If the analysts following your firm don’t take your international markets seriously, then there are three tactics to correct the situation: work out whether they take any international markets seriously, pinpoint and address the weaknesses of your international strategy, and focus more on analysts who do understand international markets.
Here’s an example: One US-headquartered systems and software provider is the market-share leader in its technology area, both in the US and international markets. For several years, sales in underserved international markets have been greater than in the more saturated US market. Partly because of the international division of labour for sector-specific analysis in most research organisations, analysts following the firm are centred in the US. Those analysts are closest to the minority of the firm’s market which is growest slowest, especially in a recession which the US feels hardest and where capital spending is especially low. Looking outside the US, the analysts over-stress foreign currency risks and understate the importance of having already won market leadership in fast-growth markets.
Firms like these face multiple tasks in getting better leverage from with analysts relationships, including three strategic choices.
- Work out whether or not your target analysts ever given international markets an even break. Take a look at how your analysts are discussing the international markets of other competitors. If they systematically underestimate overseas markets then there’s a good chance that they are serving clients that have a strong focus on the US market: you might need to widen your communications. However they are are taking the international markets of other market participants seriously, then it’s worth reviewing how you are communicating with the analysts, and what the analysts are saying. Make sure you are stressing international growth, and ask analysts to explain the contrasts in their approaches.

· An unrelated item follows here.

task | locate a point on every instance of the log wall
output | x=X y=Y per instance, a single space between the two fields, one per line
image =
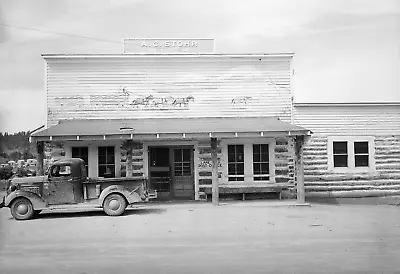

- Pinpoint your international weaknesses, and how you manage them. Many analysts focus on the greater risk of foreign markets, but this is often mistaken. Academic research shows that the risk premium on international business is often overstated. Given the greater volatility of the US dollar, foreign business can actually stabilise the financial performance of firms – especiallysince US coporations have greater choice over when to repatriate profits. Political risk can be greatly overstated since, especially for dominant market leaders, businessis less affected.
- However if your analysts are not taking international markets seriously, then perhaps their research is not being used by those who are taking international markets seriously. In the investor relations realm, for example, firms often focus on research firms in the market where their stock is listed. However now that investor bases are global, many of the investors might be using research from more global research firms. The line between market and equity research is blurring, with both equity analysts and investors increasingly using research from firms like Datamonitor and IDC Insights. Often developing greater communication with both market and equity analysts outside your domestic market will generate most positive research which can be used as a counterweight to domestic research, and can stimulate analysts in your domestic market to rething.